Olympique Lyon mocno depcze po piętach głównemu kandydatowi do zwycięstwa w Ligue 1, Paris Saint-Germain. W najbliższej kolejce OL podejmie w hicie ligi francuskiej Marsylię. W zespole gospodarzy zagra z pewnością Samuel Umtiti, który już w wieku 19 lat staje się czołowym elementem w składance Remiego Garde'a.
W ostatnich tygodniach formacja obronna Lyonu gra solidnie i wydaje się bardziej zgrana niż na początku sezonu.
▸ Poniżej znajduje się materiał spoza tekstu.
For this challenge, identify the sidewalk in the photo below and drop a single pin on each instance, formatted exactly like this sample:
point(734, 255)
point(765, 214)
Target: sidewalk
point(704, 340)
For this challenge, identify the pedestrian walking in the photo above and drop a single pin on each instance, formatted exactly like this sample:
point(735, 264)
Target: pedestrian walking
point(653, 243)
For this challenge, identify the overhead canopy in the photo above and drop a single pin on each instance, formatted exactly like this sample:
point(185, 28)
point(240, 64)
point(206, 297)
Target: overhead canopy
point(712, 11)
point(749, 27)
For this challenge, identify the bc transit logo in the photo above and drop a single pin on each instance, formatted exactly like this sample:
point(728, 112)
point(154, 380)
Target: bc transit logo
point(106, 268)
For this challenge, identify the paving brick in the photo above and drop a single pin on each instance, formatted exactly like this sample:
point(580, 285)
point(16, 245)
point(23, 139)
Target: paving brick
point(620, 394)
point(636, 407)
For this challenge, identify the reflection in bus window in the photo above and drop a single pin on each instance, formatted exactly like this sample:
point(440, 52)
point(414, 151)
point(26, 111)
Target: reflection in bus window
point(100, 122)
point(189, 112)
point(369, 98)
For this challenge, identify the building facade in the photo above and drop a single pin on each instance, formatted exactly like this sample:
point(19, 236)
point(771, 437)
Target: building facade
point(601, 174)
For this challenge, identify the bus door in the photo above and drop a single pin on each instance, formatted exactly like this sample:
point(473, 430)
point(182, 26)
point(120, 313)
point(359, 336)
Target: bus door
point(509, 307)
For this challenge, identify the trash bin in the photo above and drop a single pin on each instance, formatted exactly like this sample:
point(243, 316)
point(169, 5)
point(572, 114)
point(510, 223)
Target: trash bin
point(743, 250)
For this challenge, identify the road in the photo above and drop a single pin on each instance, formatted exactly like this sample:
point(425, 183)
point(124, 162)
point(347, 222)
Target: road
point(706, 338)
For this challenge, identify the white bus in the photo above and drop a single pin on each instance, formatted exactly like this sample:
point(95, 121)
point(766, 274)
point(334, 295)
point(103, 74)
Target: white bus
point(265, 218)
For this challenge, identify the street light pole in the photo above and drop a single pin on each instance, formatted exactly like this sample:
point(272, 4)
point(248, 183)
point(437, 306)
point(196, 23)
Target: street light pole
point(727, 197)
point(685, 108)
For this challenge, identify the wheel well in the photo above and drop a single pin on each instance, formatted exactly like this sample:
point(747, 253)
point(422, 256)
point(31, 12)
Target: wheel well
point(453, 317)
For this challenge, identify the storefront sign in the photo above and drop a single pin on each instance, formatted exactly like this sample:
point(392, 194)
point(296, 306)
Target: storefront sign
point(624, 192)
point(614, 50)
Jednym z podstawowych defensorów w tym momencie rozgrywek jest 19-letni Samuel Umtiti. Reprezentant młodzieżowej reprezentacji Francji zagrał w ostatnich dziesięciu spotkaniach OL w pierwszej jedenastce i spisywał się bardzo dobrze. Wszyscy doceniają nastoletniego piłkarza za to, że pomimo gry na nie swojej pozycji radzi sobie z powodzeniem w Ligue 1.
Trener OL, Remi Garde, wystawia Umtitiego na pozycji lewego obrońcy, mimo że jest on typowo środkowym defensorem. 19-latek zaczyna się przyzwyczajać do nowej roli i wychodzi mu to już całkiem dobrze. – Moja naturalna pozycja to środek obrony. Oswoiłem się już z grą na lewej stronie, ale nie jestem do końca zadowolony z tego, jak się na niej prezentuję. Wiem, że mogę wnosić dużo więcej, zwłaszcza w ofensywie – powiedział utalentowany zawodnik, który zdobył w tym sezonie dwa pierwsze gole w dorosłej piłce.
Celem Umtitiego na najbliższe tygodnie na pewno nie będzie wywalczenie sobie miejsca na środku obrony, ale zachowanie swojej pozycji w jedenastce. – Moim celem jest rozgrywać jak najwięcej meczów. Nie będę się skarżył, że gram na lewej obronie. Jestem tutaj, żeby być pomocny drużynie, i myślę, że to zaowocuje w przyszłości – przyznał obrońca Lyonu. – Nie mam pojęcia, jak moja kariera się potoczy i na jakiej będę grał pozycji za kilka lat. W tej chwili jestem lewym obrońcą, a później zobaczymy – zakończył Umtiti.